Single by Fedez

from the album Disumano
- Released: 24 September 2021
- Genre: Pop
- Length: 3:08
- Label: Sony
- Songwriters: Federico Lucia; Jacopo D'Amico; Davide Simonetta;
- Producers: Dargen D'Amico; Davide Simonetta;

Fedez singles chronology
| "Mille" (2021) | "Meglio del cinema" (2021) | "Morire morire" (2021) |

Music video
- "Meglio del cinema" on YouTube

= Meglio del cinema =

"Meglio del cinema" is a song co-written and recorded by Italian rapper Fedez. It was released on 24 September 2021 as the fifth single from his sixth studio album Disumano.
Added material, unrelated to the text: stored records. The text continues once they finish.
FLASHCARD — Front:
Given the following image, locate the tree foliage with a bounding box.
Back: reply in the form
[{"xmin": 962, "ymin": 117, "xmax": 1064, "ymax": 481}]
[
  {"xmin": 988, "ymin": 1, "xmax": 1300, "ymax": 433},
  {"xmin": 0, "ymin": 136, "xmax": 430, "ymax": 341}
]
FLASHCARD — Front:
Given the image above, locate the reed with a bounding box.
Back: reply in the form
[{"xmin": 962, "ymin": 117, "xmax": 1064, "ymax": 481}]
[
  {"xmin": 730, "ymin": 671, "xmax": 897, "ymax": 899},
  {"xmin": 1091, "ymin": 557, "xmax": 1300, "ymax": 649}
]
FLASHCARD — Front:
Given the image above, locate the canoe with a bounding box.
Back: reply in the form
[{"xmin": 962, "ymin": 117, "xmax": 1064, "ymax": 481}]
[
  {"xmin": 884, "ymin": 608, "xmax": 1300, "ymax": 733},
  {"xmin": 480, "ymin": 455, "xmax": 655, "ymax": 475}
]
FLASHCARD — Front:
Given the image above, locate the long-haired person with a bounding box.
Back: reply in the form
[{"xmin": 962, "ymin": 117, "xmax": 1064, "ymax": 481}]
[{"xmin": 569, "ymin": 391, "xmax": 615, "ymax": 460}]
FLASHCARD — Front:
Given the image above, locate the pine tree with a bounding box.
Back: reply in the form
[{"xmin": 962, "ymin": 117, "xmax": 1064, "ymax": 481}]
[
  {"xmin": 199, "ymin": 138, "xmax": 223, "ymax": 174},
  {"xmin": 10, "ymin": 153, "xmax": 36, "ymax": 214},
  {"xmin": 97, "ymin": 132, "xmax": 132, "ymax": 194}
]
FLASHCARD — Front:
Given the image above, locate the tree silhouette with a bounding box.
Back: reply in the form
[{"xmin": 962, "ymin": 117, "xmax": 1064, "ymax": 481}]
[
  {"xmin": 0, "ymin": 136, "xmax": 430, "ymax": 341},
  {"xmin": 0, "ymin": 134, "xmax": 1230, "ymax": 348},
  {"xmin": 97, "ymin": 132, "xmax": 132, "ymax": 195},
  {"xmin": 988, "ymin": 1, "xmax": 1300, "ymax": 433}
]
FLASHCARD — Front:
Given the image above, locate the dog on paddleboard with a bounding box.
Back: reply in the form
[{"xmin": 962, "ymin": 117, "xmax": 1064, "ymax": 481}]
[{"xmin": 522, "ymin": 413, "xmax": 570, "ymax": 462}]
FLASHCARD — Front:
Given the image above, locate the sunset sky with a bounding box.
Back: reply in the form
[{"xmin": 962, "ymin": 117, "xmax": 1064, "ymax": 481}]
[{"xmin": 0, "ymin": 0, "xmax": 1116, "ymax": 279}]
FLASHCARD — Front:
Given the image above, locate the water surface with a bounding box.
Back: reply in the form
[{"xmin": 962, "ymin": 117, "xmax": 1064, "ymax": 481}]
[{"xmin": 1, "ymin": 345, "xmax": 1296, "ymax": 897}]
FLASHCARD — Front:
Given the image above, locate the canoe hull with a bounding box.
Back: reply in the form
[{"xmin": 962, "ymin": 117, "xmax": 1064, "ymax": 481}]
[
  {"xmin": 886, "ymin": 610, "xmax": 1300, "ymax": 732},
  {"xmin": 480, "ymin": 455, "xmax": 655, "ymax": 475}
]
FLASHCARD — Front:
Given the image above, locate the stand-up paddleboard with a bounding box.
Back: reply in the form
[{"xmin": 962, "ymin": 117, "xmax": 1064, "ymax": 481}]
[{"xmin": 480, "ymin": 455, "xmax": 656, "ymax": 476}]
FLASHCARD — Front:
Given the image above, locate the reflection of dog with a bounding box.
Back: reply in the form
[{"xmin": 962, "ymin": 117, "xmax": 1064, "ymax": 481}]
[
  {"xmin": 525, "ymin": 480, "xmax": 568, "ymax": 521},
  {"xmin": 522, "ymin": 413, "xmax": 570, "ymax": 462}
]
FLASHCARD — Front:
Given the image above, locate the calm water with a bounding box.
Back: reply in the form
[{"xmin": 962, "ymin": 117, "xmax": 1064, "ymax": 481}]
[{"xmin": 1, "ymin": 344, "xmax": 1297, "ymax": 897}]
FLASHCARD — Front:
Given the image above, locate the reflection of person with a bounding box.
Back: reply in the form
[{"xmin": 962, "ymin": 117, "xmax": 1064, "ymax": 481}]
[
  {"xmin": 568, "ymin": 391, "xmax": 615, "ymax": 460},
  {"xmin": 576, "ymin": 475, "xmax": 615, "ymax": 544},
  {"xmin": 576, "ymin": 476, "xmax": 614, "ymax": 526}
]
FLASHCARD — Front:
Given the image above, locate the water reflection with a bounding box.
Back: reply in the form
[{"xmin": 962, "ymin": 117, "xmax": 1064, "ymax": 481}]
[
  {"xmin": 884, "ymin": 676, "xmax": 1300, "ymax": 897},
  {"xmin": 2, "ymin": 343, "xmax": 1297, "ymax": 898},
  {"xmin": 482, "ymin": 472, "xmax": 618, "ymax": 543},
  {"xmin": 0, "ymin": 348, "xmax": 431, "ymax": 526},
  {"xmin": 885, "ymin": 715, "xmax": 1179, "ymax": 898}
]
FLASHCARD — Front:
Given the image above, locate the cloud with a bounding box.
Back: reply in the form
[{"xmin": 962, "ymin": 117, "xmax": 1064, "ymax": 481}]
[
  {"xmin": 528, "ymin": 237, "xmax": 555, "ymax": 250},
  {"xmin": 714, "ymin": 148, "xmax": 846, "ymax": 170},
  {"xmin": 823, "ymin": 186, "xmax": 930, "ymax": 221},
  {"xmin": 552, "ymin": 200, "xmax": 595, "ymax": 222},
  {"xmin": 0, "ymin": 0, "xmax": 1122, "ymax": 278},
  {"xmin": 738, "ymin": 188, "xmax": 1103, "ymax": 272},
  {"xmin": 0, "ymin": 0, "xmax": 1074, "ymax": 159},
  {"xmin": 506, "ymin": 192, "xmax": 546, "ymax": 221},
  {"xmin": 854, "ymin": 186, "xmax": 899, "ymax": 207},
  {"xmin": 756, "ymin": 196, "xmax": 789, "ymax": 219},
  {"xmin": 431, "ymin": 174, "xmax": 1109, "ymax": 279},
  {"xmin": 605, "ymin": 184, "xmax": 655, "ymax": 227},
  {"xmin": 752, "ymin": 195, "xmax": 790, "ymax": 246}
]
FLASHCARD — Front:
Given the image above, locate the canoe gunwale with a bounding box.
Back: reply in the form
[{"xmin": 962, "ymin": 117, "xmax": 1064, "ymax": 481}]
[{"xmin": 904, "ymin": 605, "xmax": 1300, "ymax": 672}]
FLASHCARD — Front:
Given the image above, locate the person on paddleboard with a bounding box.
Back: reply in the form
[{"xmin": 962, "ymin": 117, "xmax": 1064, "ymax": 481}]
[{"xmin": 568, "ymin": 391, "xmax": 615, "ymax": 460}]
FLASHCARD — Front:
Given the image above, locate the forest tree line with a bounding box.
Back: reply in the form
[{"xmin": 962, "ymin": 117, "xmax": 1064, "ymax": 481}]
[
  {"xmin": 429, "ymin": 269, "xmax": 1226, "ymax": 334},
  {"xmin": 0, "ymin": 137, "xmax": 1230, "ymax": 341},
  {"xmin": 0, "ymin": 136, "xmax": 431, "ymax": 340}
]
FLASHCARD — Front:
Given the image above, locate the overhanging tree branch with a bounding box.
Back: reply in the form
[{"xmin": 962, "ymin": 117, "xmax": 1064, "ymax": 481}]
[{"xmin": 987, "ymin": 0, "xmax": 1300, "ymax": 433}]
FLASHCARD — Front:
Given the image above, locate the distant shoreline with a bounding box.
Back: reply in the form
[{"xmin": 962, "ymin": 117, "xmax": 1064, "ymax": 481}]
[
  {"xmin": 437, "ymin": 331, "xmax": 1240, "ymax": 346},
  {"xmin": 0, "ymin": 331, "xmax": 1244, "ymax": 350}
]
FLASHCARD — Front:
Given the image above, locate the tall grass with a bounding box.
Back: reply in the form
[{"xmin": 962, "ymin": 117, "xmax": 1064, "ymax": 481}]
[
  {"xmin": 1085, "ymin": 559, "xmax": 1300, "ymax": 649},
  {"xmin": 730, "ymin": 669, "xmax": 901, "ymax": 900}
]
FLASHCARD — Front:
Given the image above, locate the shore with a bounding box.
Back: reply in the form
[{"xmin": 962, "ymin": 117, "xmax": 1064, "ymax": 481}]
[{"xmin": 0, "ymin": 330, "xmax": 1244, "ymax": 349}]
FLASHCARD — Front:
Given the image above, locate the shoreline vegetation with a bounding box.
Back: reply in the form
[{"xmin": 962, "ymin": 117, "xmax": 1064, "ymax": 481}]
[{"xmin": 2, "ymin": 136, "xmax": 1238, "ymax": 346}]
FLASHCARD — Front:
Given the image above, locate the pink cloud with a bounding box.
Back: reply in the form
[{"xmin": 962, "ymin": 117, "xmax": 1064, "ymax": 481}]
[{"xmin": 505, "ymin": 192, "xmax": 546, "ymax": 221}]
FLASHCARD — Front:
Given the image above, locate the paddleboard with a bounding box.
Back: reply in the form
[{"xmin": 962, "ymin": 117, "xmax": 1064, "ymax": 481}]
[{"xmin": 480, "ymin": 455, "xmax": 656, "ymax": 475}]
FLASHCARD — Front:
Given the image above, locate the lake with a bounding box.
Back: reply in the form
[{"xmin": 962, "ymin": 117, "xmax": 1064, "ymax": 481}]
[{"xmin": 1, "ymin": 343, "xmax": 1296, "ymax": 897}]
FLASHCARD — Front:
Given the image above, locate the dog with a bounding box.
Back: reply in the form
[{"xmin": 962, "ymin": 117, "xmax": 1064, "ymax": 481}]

It was written by the rapper with co-writing contribution by Dargen D'Amico and Davide Simonetta, who also served as producers. The song is dedicated to his wife Chiara Ferragni and describes the beauty of a couple's everyday life. It peaked at number one on the FIMI Singles Chart.

==Music video==
A music video for "Meglio del cinema", directed by Daniele Bagolin, was released on YouTube on 30 September 2021.

==Charts==

Weekly chart performance for "Meglio del cinema"
| Chart (2021) | Peak position |
|---|---|
| Italy (FIMI) | 1 |
| Italy Airplay (EarOne) | 15 |
| Switzerland (Schweizer Hitparade) | 92 |

==Certifications==

Certifications for "Meglio del cinema"
| Region | Certification | Certified units/sales |
| Italy (FIMI) | Platinum | 70,000^{‡} |
^{‡} Sales+streaming figures based on certification alone.